I see you applied the patch on 3 branches of binutils-gdb repository. Previously we were using released binutils-gdb in our solution, tag arc-2023.09-release. Which one should we use now? Can you make a new release or we need to use a specific commit for now?

abrodkin commented 5 months ago

@srusecki we're currently finalizing work on arc-2024.06 release, which we plan to publish in late July. Given that fix will be included in arc-2024.06 I would suggest using exactly that upcoming release. Will it work for you?

srusecki commented 5 months ago

Ok, we can wait for the release.

However, can you tell which branch we can use (arc64, arc-2024.06 or arc-2024.06-gdb) to check if the issue is fixed on our side?

abrodkin commented 5 months ago

@srusecki we'll use contents of arc-2024.06 branches for the release. At the time of release build generation we'll put git tags on corresponding commits so that the state is known and fixed.

shahab-vahedi commented 5 months ago

Hello @shahab-vahedi,

I see you applied the patch on 3 branches of binutils-gdb repository. Previously we were using released binutils-gdb in our solution, tag arc-2023.09-release. Which one should we use now?
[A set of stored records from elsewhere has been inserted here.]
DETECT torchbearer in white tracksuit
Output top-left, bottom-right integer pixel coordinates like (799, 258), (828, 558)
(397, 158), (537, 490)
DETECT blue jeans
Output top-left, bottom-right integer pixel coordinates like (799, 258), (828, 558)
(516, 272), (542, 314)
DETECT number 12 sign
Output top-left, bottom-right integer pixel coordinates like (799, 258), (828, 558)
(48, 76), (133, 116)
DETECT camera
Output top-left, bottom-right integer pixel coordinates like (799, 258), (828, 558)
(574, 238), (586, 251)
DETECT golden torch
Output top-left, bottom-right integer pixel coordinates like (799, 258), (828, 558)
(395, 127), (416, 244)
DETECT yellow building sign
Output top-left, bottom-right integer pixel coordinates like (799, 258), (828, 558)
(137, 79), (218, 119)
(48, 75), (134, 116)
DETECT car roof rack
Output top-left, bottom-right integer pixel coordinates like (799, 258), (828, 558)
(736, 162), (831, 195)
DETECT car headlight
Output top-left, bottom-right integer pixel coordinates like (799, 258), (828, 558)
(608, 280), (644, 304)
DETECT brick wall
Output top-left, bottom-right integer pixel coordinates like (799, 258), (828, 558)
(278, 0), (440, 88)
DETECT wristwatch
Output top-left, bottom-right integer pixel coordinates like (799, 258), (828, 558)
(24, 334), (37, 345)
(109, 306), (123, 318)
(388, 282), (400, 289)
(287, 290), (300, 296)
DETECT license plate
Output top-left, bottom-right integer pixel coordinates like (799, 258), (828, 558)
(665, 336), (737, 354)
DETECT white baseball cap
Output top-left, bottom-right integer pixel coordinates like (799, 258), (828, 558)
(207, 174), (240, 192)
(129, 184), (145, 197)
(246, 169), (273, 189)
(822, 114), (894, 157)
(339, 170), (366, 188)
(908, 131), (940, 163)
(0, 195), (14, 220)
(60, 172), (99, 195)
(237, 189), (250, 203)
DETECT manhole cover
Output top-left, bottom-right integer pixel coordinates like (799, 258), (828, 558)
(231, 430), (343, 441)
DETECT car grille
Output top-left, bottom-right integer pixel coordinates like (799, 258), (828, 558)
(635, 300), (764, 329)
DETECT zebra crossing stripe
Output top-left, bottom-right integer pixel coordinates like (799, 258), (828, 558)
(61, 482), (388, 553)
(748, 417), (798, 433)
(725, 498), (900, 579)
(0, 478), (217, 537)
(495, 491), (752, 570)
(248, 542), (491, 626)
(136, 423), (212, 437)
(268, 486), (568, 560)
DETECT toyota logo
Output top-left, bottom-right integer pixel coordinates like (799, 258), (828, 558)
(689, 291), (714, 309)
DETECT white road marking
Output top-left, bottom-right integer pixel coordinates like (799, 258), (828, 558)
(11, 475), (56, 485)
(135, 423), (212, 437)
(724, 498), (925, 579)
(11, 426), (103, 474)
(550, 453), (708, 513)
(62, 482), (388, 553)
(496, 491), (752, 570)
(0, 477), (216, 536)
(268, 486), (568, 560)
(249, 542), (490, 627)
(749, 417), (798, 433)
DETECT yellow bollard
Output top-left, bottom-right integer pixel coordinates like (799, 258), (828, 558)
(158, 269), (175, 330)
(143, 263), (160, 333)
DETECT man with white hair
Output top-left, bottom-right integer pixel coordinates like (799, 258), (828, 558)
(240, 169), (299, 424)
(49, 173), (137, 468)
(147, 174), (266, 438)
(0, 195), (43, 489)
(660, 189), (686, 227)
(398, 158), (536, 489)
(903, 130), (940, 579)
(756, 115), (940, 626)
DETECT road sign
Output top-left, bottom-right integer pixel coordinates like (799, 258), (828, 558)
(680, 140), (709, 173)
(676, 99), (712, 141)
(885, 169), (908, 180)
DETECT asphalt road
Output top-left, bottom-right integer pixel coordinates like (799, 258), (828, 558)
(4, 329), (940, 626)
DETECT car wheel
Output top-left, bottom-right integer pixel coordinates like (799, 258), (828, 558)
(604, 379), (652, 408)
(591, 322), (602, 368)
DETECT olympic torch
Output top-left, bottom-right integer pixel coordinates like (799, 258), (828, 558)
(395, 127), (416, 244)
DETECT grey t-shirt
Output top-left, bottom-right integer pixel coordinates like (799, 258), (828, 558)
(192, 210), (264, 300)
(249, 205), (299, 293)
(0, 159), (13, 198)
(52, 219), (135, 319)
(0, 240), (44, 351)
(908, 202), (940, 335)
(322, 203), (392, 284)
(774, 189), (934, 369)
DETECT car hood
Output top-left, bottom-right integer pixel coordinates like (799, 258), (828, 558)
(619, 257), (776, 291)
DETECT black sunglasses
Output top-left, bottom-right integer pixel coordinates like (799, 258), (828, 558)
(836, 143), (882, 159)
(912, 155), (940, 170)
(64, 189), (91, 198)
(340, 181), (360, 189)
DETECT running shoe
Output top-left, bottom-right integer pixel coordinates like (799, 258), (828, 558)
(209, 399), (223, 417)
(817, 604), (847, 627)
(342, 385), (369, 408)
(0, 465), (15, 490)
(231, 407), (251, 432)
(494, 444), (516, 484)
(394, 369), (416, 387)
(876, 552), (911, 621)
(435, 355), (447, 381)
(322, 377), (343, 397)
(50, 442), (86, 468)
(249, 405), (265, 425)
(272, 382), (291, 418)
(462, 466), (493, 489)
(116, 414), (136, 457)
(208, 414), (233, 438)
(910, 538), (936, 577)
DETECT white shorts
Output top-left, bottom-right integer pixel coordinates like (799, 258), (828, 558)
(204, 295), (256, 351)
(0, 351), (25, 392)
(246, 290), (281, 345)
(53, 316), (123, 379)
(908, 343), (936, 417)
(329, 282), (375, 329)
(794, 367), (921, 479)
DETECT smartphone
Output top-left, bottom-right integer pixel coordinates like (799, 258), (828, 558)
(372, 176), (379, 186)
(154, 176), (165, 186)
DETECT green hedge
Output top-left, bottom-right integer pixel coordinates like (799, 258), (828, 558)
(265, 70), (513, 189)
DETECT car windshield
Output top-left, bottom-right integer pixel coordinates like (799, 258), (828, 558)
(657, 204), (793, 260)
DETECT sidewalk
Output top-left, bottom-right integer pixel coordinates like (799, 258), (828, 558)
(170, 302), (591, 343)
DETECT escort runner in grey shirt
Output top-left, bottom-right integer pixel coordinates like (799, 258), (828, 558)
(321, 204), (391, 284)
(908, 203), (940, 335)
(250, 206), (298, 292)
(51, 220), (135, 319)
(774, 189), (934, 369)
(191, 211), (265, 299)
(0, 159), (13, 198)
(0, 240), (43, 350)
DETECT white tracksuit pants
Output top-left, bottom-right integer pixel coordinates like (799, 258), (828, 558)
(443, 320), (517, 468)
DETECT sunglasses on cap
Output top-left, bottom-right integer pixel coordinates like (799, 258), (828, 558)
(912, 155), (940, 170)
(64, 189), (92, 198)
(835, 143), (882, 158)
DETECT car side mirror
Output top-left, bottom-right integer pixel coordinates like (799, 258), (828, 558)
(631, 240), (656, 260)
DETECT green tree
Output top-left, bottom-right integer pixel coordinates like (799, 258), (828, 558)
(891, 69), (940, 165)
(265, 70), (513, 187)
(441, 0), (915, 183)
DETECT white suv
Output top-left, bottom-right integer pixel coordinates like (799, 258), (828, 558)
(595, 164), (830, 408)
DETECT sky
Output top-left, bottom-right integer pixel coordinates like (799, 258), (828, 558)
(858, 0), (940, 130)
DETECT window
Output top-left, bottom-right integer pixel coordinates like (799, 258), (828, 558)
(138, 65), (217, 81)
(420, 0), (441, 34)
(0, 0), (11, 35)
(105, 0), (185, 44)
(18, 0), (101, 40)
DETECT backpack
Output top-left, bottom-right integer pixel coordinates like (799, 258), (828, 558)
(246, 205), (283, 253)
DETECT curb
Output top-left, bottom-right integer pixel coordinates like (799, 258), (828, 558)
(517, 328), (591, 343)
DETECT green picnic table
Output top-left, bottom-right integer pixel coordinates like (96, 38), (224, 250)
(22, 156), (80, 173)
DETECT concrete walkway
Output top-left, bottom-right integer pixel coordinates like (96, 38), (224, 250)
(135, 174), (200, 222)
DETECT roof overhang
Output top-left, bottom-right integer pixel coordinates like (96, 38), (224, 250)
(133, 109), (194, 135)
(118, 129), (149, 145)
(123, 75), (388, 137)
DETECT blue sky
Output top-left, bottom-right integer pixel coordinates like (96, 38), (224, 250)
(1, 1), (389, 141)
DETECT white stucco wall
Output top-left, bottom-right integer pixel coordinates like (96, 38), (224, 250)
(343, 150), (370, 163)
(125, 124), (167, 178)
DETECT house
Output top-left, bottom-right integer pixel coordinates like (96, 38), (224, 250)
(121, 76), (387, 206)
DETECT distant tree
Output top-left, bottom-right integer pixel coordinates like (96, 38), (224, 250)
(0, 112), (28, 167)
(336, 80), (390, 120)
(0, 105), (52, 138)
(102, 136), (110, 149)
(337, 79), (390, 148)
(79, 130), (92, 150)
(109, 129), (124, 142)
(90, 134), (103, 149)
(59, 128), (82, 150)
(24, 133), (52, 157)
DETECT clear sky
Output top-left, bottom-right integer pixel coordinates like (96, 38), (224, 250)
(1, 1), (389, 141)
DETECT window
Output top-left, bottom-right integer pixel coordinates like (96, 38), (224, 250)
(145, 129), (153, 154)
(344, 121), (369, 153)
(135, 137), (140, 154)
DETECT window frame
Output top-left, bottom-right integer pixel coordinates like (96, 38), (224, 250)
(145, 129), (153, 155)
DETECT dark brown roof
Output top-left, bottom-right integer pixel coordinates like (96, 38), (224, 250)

Can you make a new release or we need to use a specific commit for now?

Hi @srusecki . The changes I've mentioned in binutils-gdb (and arc-gnu-toolchain) are about addressing the issue that gdb(server) reports 0 for the r13 register. See this comment from @mroz1k .

The fix regarding your original issue (SSHD crashes) are in arc64 branch of our linux repository.

If you know how to build the toolchain and a vmlinux image, then feel free to use all the arc64 branches of the tools (binutils, gcc, glibc, etc.).